With so much negativity positioned against Street Fighter X Tekken, some are ready (and eager) to write it off as a total loss. However, I believe it is too early to tell. The game has a lot of interesting ideas that we have yet to see fully realized. I may be disappointed at their execution, but not the ideas themselves. At this juncture, I believe Capcom has three options. First, and this is what I'm hopeful for, they release a very substantial, downloadable update to the game, a la Arcade Edition for Super Street Fighter IV, bundled with the 20 dollar DLC character pack later this year. When those new characters drop I know a lot of people, myself included, will return to see how they play. At that time, if Capcom can restore viability to Pandora, speed up the matches, somehow even the playing field with gems (free gem vouchers?), and make Street Fighter X Tekken feel like a complete game then they a shot at success.
If Capcom are unable or otherwise unwilling to make such drastic changes they should go with the second option: walk away. Just cut losses and move on to the next project. There's an important lesson about communication to be learned here. The community was excited for SFXT's release, but they were also concerned about gems, about Pandora, about all these systems that keep getting added. They knew something was amiss, but Capcom asked for trust. And 1.4 million consumers trusted them--then all those potential complications the fans were murmuring about came to pass. All the warning signs were there. Dropping the last DLC and walking away from SFXT would free up space in an already crowded market, and let attention be carried away to the (several) other up-and-coming fighting games.

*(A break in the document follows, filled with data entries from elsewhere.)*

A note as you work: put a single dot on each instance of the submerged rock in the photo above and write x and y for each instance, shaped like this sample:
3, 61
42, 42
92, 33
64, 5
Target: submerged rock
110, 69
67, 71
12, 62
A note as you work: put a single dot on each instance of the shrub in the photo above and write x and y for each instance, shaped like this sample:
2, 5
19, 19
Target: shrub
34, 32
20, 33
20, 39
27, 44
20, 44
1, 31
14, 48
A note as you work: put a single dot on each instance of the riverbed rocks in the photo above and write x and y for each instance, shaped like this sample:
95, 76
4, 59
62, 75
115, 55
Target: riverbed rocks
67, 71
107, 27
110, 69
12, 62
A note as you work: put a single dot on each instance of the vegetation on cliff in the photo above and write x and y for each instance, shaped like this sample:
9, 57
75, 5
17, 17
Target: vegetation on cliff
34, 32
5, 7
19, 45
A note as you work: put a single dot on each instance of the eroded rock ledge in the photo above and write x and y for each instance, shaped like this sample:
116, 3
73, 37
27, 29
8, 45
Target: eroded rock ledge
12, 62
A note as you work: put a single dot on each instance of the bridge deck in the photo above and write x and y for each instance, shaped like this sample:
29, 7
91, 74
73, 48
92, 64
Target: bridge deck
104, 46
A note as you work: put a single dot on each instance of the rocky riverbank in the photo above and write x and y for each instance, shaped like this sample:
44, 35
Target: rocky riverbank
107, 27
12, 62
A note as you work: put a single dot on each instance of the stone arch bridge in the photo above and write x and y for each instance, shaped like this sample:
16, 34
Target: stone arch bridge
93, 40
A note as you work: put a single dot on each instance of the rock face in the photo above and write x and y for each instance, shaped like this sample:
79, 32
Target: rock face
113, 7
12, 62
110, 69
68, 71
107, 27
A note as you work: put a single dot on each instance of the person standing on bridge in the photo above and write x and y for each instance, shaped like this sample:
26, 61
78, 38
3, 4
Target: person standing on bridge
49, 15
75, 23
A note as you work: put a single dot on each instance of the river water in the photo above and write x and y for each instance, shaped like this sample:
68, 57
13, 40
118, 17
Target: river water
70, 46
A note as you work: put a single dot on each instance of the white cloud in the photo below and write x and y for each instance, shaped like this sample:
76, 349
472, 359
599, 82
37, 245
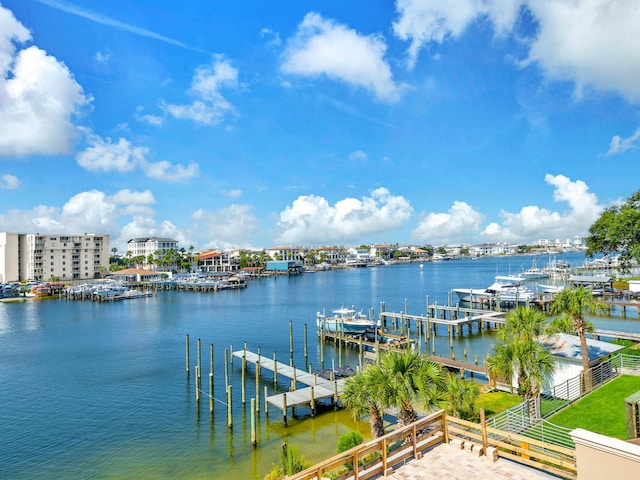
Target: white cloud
424, 21
229, 227
621, 145
235, 193
210, 106
533, 222
588, 42
325, 47
105, 156
459, 224
310, 219
39, 97
358, 155
9, 182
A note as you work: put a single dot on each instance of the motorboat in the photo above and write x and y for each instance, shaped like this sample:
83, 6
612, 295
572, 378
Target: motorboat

The third option is Hyper Street Fighter X Tekken. This option would be a perversion of the first: a full, retail release priced at 40 dollars that includes the DLC costumes, characters, and another specialized gem pack. This is the worst option. Even if Capcom successfully addressed all the game's faults, this release would only compound the negative sentiment towards them as a nickel-and-dime company. It would hurt not only SFXT by splitting an already thin user base, but future fighting game releases as well. People are catching on to the cycle of Street Fighter IV to Super Street Fighter IV; Marvel vs. Capcom 3 to Ultimate Marvel vs. Capcom 3. This model of constantly splintering your fan base is not sustainable, and consumers won't stand for it much longer.
The future of Street Fighter X Tekken hangs by a thread, but I believe Capcom still has the chance to turn things around, for better or worse. How do you think they will respond, and which option would you prefer. Capcom says they're listening, hopefully they are willing to act on what they hear.